Сдавленный смех: Сергей Минаев — о том, как смеяться в эпоху всеобщей политкорректности
Роберт Манкофф, бывший редактор раздела комиксов The New Yorker, рассуждая о природе юмора, рассказывал о том, как во время презентации он продемонстрировал аудитории карикатуру, на которой изображены виселица и ступени, ведущие к ней. А рядом — специальный пологий подъем для инвалидов. Когда аудитория увидела картинку, раздались смешки: «пфф», «пфф». Если бы люди смотрели на карикатуру без свидетелей, они смеялись бы во все горло. Но в коллективе все вспоминают, что смеяться над инвалидами нельзя, казни — это плохо и вообще эту карикатуру нужно осудить — чтобы все забыли про сдавленное «пфф» в самом начале сцены.

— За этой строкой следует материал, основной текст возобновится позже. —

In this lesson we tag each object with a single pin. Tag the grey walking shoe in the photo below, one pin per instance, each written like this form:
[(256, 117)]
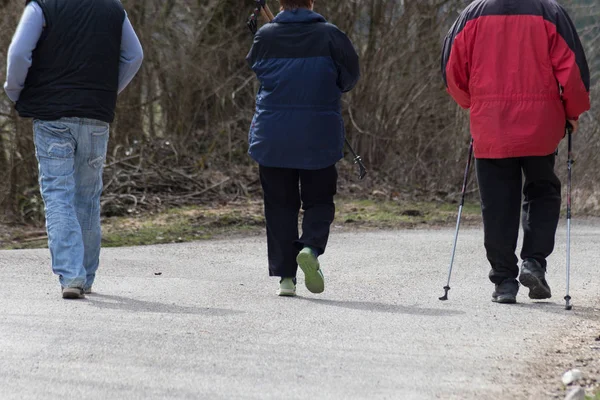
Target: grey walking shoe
[(533, 276), (73, 293), (506, 292)]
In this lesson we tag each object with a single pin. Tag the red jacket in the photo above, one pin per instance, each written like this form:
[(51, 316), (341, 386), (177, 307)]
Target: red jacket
[(508, 61)]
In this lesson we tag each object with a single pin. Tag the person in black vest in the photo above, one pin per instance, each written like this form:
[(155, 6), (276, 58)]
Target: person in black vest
[(67, 62), (304, 64)]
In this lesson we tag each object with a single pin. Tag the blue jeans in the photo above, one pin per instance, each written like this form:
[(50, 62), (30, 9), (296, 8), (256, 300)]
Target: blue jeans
[(71, 154)]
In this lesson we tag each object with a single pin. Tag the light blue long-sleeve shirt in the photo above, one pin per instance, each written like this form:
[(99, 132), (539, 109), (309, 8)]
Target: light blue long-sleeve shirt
[(28, 34)]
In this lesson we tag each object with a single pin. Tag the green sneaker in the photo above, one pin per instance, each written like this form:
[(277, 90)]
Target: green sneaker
[(313, 277), (287, 287)]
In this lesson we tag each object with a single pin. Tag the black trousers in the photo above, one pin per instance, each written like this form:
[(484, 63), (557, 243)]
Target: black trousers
[(285, 190), (500, 185)]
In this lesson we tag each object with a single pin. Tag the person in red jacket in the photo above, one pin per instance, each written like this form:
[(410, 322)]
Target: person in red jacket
[(520, 68)]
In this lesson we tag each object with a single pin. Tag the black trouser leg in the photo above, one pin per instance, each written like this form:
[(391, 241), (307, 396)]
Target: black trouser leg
[(500, 184), (317, 191), (282, 206), (541, 207)]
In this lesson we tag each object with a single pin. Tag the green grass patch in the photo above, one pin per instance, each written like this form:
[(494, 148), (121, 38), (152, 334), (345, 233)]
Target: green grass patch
[(207, 222)]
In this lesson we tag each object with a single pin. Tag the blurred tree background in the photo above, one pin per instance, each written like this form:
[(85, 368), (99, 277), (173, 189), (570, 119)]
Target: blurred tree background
[(180, 136)]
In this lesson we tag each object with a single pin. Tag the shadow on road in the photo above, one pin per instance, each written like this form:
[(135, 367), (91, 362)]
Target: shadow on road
[(126, 304), (385, 308), (589, 313)]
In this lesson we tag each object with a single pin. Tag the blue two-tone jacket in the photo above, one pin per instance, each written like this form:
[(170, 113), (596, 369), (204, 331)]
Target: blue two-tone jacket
[(304, 64)]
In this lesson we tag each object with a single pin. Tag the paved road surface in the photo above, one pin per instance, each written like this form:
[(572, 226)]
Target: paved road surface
[(211, 327)]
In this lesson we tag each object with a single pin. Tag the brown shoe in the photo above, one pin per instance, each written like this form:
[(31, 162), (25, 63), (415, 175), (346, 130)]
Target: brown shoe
[(73, 293)]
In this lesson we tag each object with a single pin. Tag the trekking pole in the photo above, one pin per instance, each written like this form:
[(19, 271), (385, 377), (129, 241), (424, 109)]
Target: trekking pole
[(462, 203), (263, 9), (570, 163), (362, 170)]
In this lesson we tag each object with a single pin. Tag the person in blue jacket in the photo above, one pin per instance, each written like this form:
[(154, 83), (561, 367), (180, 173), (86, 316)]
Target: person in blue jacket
[(304, 64)]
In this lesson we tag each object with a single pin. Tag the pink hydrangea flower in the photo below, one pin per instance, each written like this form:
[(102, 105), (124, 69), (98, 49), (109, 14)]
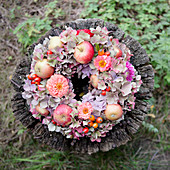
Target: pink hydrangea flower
[(102, 63), (130, 71), (57, 85), (62, 115), (85, 110)]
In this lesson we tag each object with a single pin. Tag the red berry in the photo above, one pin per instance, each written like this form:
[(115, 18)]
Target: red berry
[(95, 125), (90, 124), (49, 52), (103, 92), (86, 31), (37, 79), (92, 118), (108, 89), (38, 83), (30, 77), (86, 130), (34, 76), (53, 122), (107, 53), (101, 52), (33, 82)]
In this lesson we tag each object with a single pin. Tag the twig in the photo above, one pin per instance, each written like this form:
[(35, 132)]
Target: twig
[(152, 159), (9, 44)]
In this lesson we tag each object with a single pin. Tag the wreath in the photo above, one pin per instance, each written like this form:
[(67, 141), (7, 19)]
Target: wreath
[(81, 83)]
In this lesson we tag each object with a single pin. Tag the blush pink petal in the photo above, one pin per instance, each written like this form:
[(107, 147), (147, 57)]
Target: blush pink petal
[(88, 108), (62, 115), (105, 58), (52, 85)]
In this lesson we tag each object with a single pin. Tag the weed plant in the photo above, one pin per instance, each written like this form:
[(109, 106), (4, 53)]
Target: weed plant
[(145, 20)]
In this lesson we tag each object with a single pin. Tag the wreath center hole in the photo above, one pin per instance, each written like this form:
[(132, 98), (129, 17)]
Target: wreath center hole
[(80, 86)]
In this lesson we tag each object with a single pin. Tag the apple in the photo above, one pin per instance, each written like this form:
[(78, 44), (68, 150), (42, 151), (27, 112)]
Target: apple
[(43, 69), (84, 52), (94, 80), (42, 111), (118, 52), (62, 115), (113, 111), (55, 42)]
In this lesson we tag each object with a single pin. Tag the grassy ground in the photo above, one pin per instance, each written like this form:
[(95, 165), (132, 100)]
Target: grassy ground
[(19, 150)]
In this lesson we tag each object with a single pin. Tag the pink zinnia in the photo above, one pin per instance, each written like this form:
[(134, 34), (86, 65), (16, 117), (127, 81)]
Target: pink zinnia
[(57, 85), (130, 71), (62, 115), (85, 110), (102, 63)]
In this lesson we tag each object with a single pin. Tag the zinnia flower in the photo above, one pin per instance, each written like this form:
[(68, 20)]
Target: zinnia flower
[(130, 71), (102, 63), (57, 85), (86, 31), (85, 110), (62, 115)]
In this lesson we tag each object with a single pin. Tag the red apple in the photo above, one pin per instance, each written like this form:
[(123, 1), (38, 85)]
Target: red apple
[(43, 69), (42, 111), (118, 52), (55, 42), (94, 81), (113, 111), (84, 52)]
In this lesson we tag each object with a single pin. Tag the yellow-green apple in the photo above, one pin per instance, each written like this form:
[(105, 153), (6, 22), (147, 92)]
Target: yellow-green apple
[(84, 52), (55, 42), (42, 111), (118, 52), (94, 80), (43, 69), (61, 115), (113, 111)]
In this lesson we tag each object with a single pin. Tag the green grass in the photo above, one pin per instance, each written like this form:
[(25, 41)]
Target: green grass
[(146, 21)]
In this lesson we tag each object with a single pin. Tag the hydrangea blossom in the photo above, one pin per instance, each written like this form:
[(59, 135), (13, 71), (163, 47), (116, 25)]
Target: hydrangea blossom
[(57, 85)]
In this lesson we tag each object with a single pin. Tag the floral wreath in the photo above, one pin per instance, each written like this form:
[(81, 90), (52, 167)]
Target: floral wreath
[(81, 83)]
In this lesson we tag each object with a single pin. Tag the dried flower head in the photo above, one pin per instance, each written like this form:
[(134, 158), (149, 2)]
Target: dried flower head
[(57, 85), (85, 110)]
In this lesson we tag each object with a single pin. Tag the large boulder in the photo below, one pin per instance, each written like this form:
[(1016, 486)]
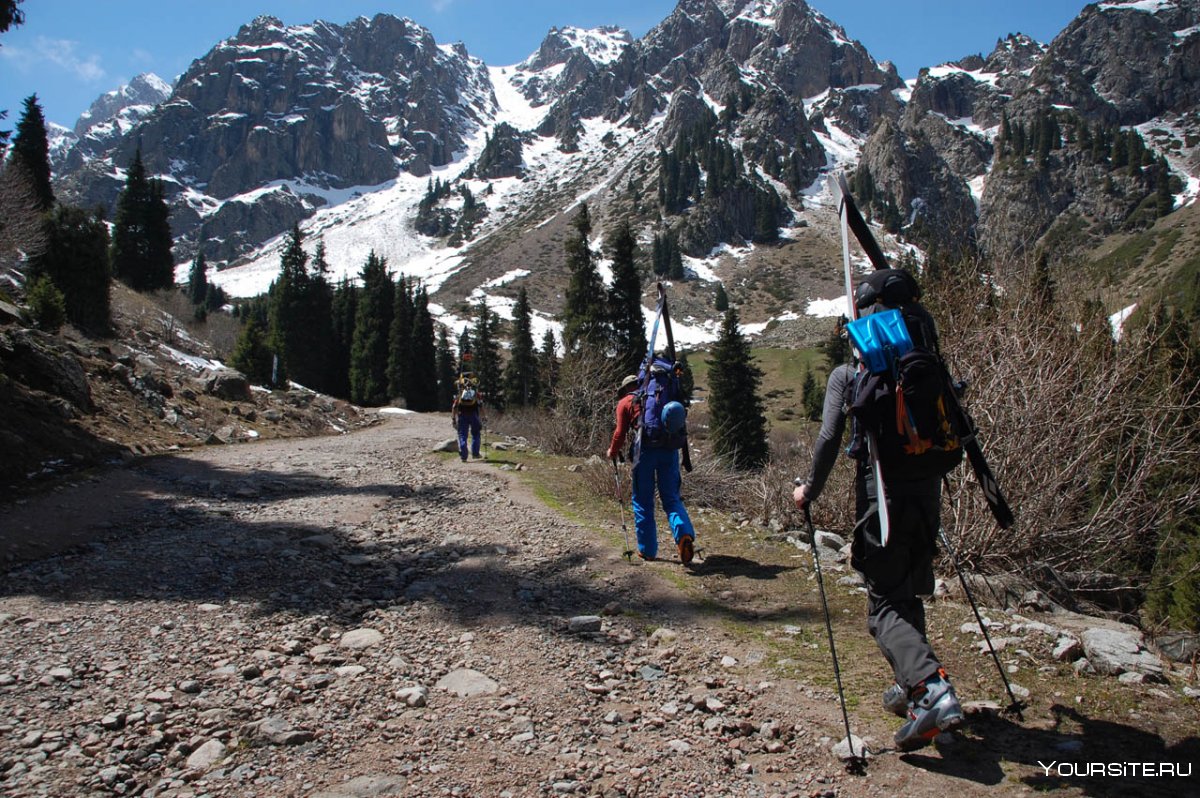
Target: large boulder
[(227, 384), (1120, 651), (42, 364)]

С юмором в двадцать первом веке тяжело. По большому счету, шутить стало вообще невозможно без риска нарваться на неприятности. Одни остроты теперь неполиткорректные, другие — сексистские, третьи — нетолерантные. Здесь ты можешь задеть национальный вопрос, там — поддеть патриотизм, а тут вообще издеваешься над великой историей страны. Но и бегство с политической поляны в социальную не спасает. Нельзя шутить про женщин, геев, лесбиянок, патриотов, веганов, сектантов, либералов, трансгендеров, людей старых и людей молодых, нельзя шутить про тупых, толстых, худых и так далее.
Единственный безопасный объект — богатый белый мужчина средних лет, пышущий здоровьем. Высмеивать его теперь считается хорошим тоном. Да что там высмеивать, лучше бы его, конечно, травить и всячески над ним издеваться всем толерантным обозом. Но это довольно трудно сделать в силу того, что медийные загоны для коллективной травли в основном принадлежат тем самым богатым белым мужчинам средних лет.
Справа юмор теснит цензура, слева — нетерпимость гражданского общества. И вместо того чтобы посмеяться над собой, люди выбирают путь лицемерного покаяния.
Человечество, ранее каявшееся в церквях, теперь предпочитает делать это на площадках телевизионных ток-шоу. При этом каждый грешник предлагает зрителям смотреть на свое покаяние так, будто оно все еще происходит в церкви. Для полноты картины в какой-то момент в шоу действительно появляются попы, и все смешивается. Весь стандартный эмоциональный арсенал, принятый в ток-шоу, допустим: можно сопереживать, кричать, радоваться, проклинать, оскорблять и плакать. Нельзя лишь смеяться. В самом деле, смех оскорбляет покаяние. Дискредитирует его. Люди стесняются собственного смеха, как собственного пуза на пляже (впрочем, последнего теперь можно не стесняться: быть толстым — теперь значит быть бодипозитивным).
Во время подготовки «юмористического» номера мы попытались разобраться в том, что происходит с новыми именами, новыми темами и форматами и куда индустрия смеха движется. Главным открытием для нас стало то, что юмор по большому счету всем только мешает. Оскорбляет чувства верующих, разгибает моральные скрепы, издевается над святыми вещами (список святого постоянно дополняется).
Поэтому со всех сторон люди с хорошими лицами тянут руки, чтобы наложить их на дергающийся кадык юмора и придушить. Но юмор все равно выскальзывает. Он растекается в телеграм-каналы, YouTube, паблики ВК, частные залы для стендап-комедии — в любые закоулки, недоступные пока ревнителям общественной морали. И чем сильнее душат юмор, тем больше вокруг слышится «пфф», «пфф», «пфф».
В конце концов только это «пфф» и остается.